Deceptions and Illusions: Five Centuries of Trompe l'Oeil Painting
October 13, 2002 – March 2, 2003
East Building, Mezzanine, Northwest, and Upper Level, Northwest and West Bridge
This exhibition is no longer on view at the National Gallery.
Overview: This exhibition of 116 paintings, sculptures, books, prints, drawings, decorative arts, and a mosaic explored artistic depictions that momentarily fool the eye with the appearance of reality. Visitors entered the exhibition by walking over a facsimile of a Roman mosaic floor and passing the lifelike sculpture, Security Guard, by Duane Hanson. Exhibition prologues established the literary and visual sources of trompe l'oeil with sections devoted to Trompe l'Oeil in Antiquity, The Grapes of Zeuxis, The Curtain of Parrhasios, Xenia and Trophies of the Hunt, and Giotto's Flies and the Observation of Nature. Following these introductory sections, the exhibition was divided into parts titled: Temptation for the Hand; Things on the Wall; Niches, Cupboards, and Cabinets; In and Out of the Picture; The Painting as Object; and The Object as Art.

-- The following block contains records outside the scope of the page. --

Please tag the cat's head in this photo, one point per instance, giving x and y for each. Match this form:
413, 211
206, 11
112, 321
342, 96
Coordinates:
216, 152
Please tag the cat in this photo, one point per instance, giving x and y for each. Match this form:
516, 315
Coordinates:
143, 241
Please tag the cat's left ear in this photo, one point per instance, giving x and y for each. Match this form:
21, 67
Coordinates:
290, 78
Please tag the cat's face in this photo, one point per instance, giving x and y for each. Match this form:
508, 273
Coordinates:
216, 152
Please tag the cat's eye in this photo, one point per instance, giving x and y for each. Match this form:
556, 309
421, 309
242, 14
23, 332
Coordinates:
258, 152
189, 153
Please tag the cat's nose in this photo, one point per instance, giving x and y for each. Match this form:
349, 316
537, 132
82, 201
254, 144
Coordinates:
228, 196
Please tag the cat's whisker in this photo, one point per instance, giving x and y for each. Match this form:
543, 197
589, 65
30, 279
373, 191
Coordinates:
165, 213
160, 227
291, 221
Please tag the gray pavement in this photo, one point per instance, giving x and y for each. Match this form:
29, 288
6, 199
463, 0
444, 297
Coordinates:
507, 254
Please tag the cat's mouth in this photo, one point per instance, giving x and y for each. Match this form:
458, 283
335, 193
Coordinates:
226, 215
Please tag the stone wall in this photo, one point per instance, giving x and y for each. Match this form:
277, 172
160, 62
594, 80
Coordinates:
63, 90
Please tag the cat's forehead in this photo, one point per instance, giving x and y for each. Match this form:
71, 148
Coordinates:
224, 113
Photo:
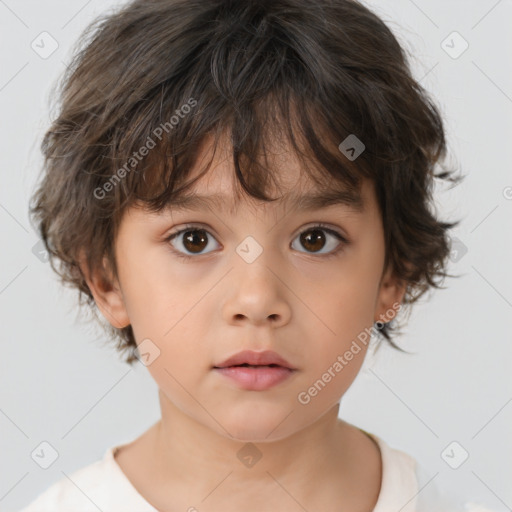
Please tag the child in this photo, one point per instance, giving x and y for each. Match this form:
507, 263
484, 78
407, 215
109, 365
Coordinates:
289, 138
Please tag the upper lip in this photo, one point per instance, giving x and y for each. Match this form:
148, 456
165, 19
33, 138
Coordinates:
255, 358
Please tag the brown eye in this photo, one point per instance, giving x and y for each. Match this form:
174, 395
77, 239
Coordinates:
316, 238
313, 239
195, 241
190, 241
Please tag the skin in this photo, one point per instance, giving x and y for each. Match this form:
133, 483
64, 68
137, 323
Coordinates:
305, 306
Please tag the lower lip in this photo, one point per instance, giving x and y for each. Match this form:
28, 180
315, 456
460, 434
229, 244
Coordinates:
256, 379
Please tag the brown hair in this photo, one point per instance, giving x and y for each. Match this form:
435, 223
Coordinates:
165, 74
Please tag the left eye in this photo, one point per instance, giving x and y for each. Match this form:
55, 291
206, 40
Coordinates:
314, 239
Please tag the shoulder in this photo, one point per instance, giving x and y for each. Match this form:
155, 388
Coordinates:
101, 485
79, 491
407, 486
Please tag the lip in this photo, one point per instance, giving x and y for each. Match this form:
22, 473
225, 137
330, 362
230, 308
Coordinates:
259, 376
252, 358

An audio tour was narrated by National Gallery of Art Director Earl A. Powell III and included commentary by Franklin Kelly, senior curator of American and British paintings, and Arthur K. Wheelock Jr., curator of northern baroque paintings at the National Gallery of Art.
Organization: The exhibition was organized by the National Gallery of Art, Washington. Sybille Ebert-Schifferer, director at the Bibliotheca Hertziana, Max Planck Institute for Art History, Rome, was the guest curator. Franklin Kelly was coordinating curator.
Sponsor: The exhibition was sponsored by Mary Jo and Robert L. Kirk. It was supported by an indemnity from the Federal Council on the Arts and the Humanities. Support for the catalogue was provided by Mark and Ann Kington through the Kington Foundation, and Nola Anderson and Jim Mullen.
Attendance: 231,905
Catalog: Deceptions and Illusions: Five Centuries of Trompe l'Oeil Painting by Sybille Ebert-Schifferer, with essays by Sybille Ebert-Schifferer, Wolf Singer, Paul Staiti, Alberto Veca, and Arthur K. Wheelock Jr. Washington, DC: National Gallery of Art, 2002.